La ruta de asfalto es engullida por peñones allá donde llega la vista. El Viento corta toda apariencia de quietud que pareciera envolver a las casuchas desperdigadas en ese rastro de civilización. De ese campamento sin almas un camino serpentea hacia el oeste. Cuando el cuerpo trepa a los cuatro mil metros o más hay una doble sensación de vacío: el estómago que parece desprenderse y el horror vertiginoso de los precipicios. Querer alcanzar el cielo puede ser desasosegante para los primeros viajeros. 

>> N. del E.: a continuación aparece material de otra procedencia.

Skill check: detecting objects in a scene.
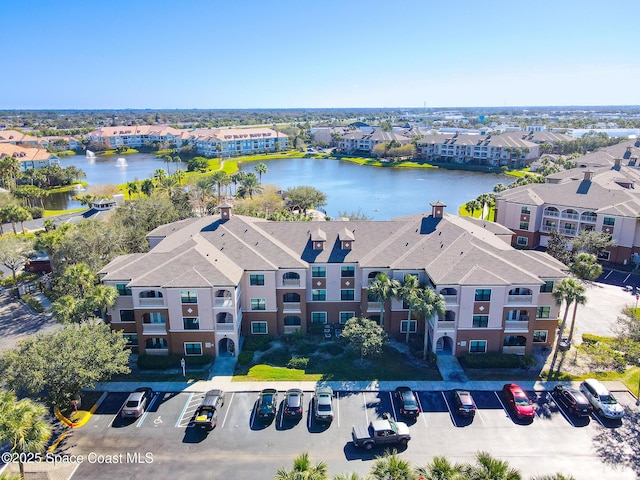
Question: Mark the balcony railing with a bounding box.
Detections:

Donde muere la meseta de Pongo, nacen las montañas de Kalistía. Cada trecho, enormes torres eléctricas se pierden entre cañadones profundos y picos empinados que hace pensar que sólo gigantes las pudieron haber levantado. La estampa monótona de ocres contrastes que caracteriza al altiplano se corta en seco al atravesar una curva del camino. Pinceladas rojizas lo inundan todo, desde el polvo que persigue y se pega en las ruedas hasta las megalíticas cuevas naturales, entre cuyos manantiales de agua goteante brotan insólitos helechos. 


Paisaje de otros mundos, de montañas bermejas y pálidos atardeceres que semejan nunca terminar. La noche es negra allí de intenso cobalto, como si no hubiera mañana. Tal cual el espinazo de una bestia prehistórica, un reguero de rocas inmensas se incrusta entre hondonadas y laderas. Moldeadas por tempestades, por el fiero látigo del viento, o por puños ensangrentados de criaturas míticas, sus paredes horadadas son el refugio de llamas que pastan en las cercanías y entre sus oquedades dormitan escurridizas vizcachas. No hay cóndores que se enseñoreen sobre esos aires tan enrarecidos.